What you need to know:
- There are nearly 1.6 million Kenyans on antiretrovirals and nearly 500,000 others are HIV-positive but do not know their status.
- Discrimination on the basis of one’s HIV status in Kenya is the rise and worrying,
Kenyans who are HIV-positive are likely to experience discrimination at their workplace due to their status, a tribunal has said.
The HIV and Aids Tribunal says this means many Kenyans might be denied a promotion, demoted, or irregularly transferred due to their HIV status.
There are nearly 1.6 million Kenyans on antiretrovirals and nearly 500,000 others are HIV-positive but do not know their status, even as the World Aids Day is marked on Thursday.
The tribunal made the announcement on Wednesday after studying a number of cases reported by people living with HIV or perceived to have the virus, hence discriminated at work.

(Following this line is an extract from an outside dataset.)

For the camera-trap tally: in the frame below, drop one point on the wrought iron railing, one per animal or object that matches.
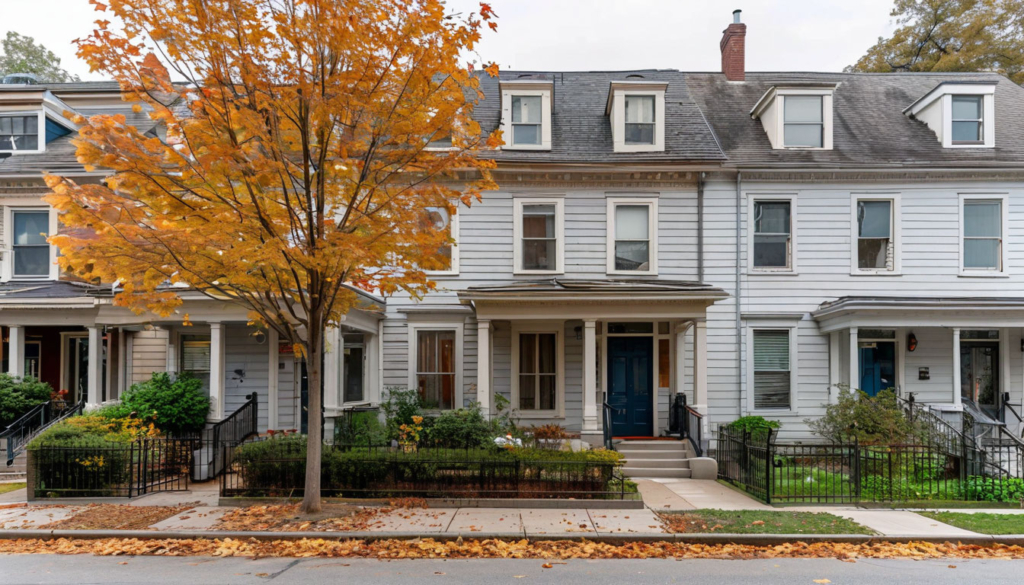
(15, 436)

Others were tested for the virus without their consent, and for yet others, their status was disclosed to a third party, breaching their confidentiality and privacy.
Already, the tribunal has received nearly 800 such complaints but only about 600 have been handled.
The tribunal’s chief executive Anyumba Nyamwaya said discrimination on the basis of one’s HIV status in the country was on the rise and worrying, “especially among workers in the lower cadre, whose employers discriminate them due to their HIV status, breach of confidentiality, compulsory testing, unsafe practices and procedures which are unacceptable”.
He added that the tribunal will raise awareness of the public on the consequences of violating the rights of persons living with or affected by HIV, so that they can take reasonable precautions to avoid such violations.
Kenya Legal and Ethical Issues Network executive director Allan Maleche said such awareness would support law implementers and the society in protecting and promoting rights of people living with HIV/Aids.
Some of the notable cases handled by the tribunal include that of a couple who had been married for 12 years and the claimant tested HIV-positive, and once their partner knew of their status, “they were supportive but later changed and started discriminating against the partner by refusing to eat together or share utensils with them”.
Another one was a case where an employee’s HIV status was shared by her employer to a health insurance company without their consent, ruled as a breach of confidentiality and privacy.